Rate-limiting entry/exits, not withdrawals

Very cool. The main tradeoff that jumps out here is the increased cost validators bear in the case they want to stop validating - and it’s not even increased capital lockup costs, but rather the fact that they have to stay online and keep generating messages.

Capital lockup costs are unchanged; it’s the stay-online requirement that’s stronger. Though it’s worth keeping in mind that the current system also has a stay-online requirement, as you need to respond to proof of custody challenges.

1 Like

Sure. This strengthens the stay-online requirement though, as validators must be online per-epoch as compared to per-response-deadline.

Agree! Though OTOOH validators can earn revenue throughout this extra time period, whereas in the current design they’re just sitting in limbo.

2 Likes

I think this is interesting and it would seem to me that the pros outweigh the cons.

On the economics side, we’d essentially be taking staking from a money market type product to a smaller term product. Although, it sounds like in your proposal that’d be only a month or so? I’d say from a validator standpoint and attractiveness of investment, they’d only demand slightly more interest. The one caveat is that since the staking rate is floating, a validator technically does not know what his interest rate will be over period of lockup. Probably a smaller concern but one I’d say is worth considering.

What we’re seeing in open finance so far is that instant lending is not offering a very big return, because the borrower set is much smaller than the lending set. I see some fixed term products coming online that are hoping to increase that rate but I’d expect almost all validators to think of staking as a longer term investment anyways. As long as this is known up front I don’t really see much concern.

1 Like

I think the staking community would tolerate a reasonable delay in withdrawal time. Choosing to stake is not like having funds in a savings or checking account, it’s closer to a deposit into CDs & T-Bills. It’s understandable that a withdrawal would not be instant.

Off the cuff, a 1 to 2 day withdrawal period seems fine. 3-4 days, starts to feel like hardship. 5 days or longer would be quite the ask. Depending on the length, you might expect staking pool services to crop up that provide immediate withdrawal liquidity to customers as a service or for a fee (an unintended centralization vector perhaps? You could imagine stakers moving to a Coinbase or RocketPool for their “instant withdrawal times”).

Of course, all of these dynamics (reward rate, slashing risk, withdrawal time) will play into the decision to stake & weighed against alternative uses of the capital, or more specifically alternative uses of the Eth in the open finance world.

1 Like

What would happen here is that 1 day would be the “happy case” withdrawal time, and something like 3-6 months would be the “worst case” withdrawal time if everyone is trying to withdraw at the same time.
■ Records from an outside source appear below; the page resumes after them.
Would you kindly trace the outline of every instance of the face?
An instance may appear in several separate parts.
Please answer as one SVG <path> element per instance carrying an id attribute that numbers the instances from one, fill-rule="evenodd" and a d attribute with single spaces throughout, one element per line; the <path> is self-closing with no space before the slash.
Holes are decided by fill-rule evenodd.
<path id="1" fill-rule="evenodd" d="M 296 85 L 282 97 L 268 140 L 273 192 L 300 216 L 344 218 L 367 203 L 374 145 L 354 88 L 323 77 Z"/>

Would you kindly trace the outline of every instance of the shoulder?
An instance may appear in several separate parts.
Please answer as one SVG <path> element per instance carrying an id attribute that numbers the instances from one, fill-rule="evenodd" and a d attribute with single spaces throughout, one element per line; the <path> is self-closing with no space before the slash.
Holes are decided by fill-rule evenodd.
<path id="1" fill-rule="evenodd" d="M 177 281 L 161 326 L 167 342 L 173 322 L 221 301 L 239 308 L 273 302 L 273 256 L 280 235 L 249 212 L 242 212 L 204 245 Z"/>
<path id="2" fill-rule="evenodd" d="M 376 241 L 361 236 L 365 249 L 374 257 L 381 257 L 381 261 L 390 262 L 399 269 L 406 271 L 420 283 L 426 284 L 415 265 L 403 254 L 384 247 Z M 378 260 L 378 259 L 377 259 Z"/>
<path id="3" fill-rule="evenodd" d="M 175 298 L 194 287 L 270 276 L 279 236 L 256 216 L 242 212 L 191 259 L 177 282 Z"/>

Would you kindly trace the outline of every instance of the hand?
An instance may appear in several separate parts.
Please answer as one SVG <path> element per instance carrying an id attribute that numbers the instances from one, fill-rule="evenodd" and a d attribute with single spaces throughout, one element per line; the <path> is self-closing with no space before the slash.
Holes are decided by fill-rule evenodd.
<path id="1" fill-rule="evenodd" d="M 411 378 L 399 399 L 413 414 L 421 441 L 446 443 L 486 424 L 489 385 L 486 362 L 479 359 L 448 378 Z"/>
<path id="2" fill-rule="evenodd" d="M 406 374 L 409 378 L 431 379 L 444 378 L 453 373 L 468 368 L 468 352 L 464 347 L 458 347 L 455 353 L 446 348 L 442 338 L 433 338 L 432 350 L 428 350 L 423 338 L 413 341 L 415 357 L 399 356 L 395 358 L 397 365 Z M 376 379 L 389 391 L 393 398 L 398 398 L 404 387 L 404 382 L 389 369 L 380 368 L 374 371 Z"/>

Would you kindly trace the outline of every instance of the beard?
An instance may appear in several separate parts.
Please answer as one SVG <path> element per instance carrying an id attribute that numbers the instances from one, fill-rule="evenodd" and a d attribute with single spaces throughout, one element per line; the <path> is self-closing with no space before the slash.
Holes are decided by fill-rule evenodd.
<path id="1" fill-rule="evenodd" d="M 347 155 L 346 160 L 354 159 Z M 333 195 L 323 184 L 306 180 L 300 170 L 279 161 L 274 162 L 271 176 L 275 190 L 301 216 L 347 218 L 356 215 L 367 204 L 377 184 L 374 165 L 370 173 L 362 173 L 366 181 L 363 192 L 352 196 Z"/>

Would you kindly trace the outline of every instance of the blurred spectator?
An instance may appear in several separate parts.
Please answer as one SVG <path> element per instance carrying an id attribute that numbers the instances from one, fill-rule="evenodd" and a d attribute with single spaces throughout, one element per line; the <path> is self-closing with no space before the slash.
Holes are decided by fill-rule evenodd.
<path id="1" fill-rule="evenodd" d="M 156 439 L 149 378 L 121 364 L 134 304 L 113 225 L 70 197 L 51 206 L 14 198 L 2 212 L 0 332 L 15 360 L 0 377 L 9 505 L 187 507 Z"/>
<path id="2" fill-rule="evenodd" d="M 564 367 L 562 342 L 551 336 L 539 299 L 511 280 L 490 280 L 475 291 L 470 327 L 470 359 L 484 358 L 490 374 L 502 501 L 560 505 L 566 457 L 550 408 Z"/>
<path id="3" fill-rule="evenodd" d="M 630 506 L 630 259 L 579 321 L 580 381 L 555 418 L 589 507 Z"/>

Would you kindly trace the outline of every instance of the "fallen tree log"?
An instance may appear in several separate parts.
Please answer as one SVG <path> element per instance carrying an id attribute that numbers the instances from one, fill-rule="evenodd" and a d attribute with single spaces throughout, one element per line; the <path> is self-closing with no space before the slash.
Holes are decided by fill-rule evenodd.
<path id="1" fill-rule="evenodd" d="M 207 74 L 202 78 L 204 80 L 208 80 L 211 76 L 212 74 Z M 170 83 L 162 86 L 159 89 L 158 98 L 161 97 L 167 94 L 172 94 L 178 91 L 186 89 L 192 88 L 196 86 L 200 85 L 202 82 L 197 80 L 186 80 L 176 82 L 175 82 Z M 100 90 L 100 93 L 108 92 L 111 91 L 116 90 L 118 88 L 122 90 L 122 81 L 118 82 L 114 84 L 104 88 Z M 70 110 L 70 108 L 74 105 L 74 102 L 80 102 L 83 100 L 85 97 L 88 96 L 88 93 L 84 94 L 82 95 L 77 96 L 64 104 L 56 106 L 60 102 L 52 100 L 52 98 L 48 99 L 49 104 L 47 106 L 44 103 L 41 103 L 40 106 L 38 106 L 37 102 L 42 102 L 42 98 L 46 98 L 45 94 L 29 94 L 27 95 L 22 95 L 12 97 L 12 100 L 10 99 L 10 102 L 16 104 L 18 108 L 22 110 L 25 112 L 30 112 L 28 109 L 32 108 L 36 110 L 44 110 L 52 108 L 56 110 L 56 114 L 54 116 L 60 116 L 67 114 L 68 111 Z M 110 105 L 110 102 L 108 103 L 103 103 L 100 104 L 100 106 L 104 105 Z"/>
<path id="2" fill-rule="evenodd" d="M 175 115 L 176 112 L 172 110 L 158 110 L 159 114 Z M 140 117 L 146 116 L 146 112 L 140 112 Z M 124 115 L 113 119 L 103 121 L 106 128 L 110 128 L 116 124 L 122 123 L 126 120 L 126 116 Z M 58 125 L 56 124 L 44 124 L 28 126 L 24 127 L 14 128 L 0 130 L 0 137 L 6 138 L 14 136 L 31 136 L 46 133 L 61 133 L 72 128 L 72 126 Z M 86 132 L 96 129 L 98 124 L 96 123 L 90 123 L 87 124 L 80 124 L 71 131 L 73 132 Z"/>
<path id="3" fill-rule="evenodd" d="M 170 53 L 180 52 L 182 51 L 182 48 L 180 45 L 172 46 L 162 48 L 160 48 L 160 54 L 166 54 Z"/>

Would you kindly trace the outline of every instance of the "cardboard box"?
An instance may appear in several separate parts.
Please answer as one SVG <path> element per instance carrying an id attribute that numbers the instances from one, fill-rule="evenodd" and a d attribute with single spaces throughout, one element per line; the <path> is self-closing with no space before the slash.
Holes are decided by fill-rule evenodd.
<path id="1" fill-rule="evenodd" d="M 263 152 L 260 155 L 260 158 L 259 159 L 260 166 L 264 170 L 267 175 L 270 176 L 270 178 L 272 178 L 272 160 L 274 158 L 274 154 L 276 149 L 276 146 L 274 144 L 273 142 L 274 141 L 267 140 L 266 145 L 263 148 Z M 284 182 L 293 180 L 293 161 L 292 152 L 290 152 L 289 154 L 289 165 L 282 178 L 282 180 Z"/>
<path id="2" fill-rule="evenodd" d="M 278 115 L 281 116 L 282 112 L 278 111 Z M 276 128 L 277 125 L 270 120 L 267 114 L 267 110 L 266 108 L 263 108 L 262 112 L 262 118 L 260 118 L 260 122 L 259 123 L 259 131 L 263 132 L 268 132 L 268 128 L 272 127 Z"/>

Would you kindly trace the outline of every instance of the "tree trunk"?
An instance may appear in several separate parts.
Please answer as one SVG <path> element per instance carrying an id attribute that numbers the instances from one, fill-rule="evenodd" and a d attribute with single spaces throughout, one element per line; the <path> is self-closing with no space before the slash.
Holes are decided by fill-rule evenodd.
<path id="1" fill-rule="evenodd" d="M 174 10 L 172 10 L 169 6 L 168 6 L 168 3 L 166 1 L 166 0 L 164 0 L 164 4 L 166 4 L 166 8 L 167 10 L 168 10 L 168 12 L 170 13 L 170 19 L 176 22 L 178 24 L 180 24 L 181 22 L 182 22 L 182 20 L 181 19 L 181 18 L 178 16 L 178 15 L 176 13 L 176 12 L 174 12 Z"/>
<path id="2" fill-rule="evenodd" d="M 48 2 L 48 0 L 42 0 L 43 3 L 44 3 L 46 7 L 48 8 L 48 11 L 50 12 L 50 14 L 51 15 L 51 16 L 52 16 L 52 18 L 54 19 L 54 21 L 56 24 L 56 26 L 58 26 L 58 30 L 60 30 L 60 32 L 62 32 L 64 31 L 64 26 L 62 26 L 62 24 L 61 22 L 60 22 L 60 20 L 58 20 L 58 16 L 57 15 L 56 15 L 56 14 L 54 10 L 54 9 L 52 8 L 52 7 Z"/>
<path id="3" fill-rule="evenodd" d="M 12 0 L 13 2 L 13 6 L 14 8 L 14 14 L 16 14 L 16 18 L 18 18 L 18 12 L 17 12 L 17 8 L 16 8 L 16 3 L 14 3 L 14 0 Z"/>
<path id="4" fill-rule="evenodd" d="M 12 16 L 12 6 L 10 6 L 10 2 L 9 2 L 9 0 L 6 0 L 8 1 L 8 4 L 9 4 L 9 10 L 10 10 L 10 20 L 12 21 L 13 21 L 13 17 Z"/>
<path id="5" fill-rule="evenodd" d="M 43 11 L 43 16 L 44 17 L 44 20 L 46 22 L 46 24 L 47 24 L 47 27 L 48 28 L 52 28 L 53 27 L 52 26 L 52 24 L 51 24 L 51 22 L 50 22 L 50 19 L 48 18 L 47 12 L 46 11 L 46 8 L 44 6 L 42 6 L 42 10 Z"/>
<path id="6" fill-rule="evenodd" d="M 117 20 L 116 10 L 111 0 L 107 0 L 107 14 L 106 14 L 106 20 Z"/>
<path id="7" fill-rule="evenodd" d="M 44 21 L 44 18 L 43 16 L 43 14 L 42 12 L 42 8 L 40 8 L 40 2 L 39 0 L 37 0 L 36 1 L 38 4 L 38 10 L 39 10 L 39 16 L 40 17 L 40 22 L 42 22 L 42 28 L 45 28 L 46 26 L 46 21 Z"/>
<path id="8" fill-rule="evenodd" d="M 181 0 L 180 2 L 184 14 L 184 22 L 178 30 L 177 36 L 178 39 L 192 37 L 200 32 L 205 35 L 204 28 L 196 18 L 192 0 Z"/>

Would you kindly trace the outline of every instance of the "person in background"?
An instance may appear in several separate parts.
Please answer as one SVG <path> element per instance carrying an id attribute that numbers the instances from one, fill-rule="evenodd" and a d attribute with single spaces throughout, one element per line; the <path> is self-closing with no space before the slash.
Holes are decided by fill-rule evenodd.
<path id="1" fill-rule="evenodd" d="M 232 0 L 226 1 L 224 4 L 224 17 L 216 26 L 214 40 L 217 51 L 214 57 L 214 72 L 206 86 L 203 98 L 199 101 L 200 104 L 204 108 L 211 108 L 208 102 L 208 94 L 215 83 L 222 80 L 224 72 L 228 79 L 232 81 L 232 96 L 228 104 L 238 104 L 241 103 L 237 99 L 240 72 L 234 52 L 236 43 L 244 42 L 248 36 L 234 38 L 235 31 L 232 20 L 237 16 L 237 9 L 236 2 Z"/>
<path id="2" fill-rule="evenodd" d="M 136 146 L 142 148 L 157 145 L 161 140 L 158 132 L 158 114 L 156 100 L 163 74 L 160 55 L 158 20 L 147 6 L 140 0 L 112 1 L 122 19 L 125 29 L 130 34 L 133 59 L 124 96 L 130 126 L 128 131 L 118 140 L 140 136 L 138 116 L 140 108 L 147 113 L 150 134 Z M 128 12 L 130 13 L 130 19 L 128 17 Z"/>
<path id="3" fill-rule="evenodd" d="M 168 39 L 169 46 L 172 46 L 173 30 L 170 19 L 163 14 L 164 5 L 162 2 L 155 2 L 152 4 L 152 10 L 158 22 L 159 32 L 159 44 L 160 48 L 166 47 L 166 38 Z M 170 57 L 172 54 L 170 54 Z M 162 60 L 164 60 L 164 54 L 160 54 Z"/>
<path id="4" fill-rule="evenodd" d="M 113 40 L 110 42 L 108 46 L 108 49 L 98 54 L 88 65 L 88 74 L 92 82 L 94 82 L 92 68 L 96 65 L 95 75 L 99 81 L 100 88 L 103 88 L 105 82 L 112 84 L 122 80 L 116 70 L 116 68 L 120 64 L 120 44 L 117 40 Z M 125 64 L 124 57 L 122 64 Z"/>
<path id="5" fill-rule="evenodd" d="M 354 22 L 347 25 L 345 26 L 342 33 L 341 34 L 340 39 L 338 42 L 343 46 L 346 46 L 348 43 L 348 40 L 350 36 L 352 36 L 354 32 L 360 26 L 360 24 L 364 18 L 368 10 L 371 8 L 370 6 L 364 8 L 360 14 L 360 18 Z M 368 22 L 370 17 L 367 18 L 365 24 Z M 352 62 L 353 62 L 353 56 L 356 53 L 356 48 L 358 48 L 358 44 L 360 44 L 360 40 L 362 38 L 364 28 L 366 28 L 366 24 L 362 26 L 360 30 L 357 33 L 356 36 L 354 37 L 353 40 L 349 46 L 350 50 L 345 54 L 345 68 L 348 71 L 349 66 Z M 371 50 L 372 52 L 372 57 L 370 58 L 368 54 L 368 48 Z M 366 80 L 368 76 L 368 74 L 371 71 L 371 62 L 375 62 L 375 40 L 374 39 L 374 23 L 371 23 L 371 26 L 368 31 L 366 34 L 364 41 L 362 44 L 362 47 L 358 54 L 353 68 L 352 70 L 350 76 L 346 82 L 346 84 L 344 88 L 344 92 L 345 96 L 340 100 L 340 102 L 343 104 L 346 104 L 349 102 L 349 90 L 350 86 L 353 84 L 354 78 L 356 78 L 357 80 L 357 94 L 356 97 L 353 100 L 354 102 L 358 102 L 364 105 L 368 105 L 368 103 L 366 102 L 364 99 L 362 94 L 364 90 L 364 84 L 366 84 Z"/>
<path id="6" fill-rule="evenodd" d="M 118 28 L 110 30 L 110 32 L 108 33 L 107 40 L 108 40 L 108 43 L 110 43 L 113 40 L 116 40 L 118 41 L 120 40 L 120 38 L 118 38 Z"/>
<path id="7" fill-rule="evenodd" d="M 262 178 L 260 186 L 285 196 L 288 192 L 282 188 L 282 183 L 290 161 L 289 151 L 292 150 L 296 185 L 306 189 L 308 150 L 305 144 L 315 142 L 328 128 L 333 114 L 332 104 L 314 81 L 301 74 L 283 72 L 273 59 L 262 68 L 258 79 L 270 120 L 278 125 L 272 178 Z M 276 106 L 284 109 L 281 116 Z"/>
I’m expecting the happy case to be the normal case, but still trying to come up with better ways to reason through that.

1 day withdrawal time is completely fine, imo. The 3-6 months is a very long time if we look at it from a market perspective for obvious reasons. Though, I can’t imagine many scenarios (besides actual attacks) where everyone would be trying to withdraw at once.

In saying this, I speculate that a lot of the people who will be staking are those that are currently just holding their ETH in cold storage so this long withdrawal period may not be an issue for them.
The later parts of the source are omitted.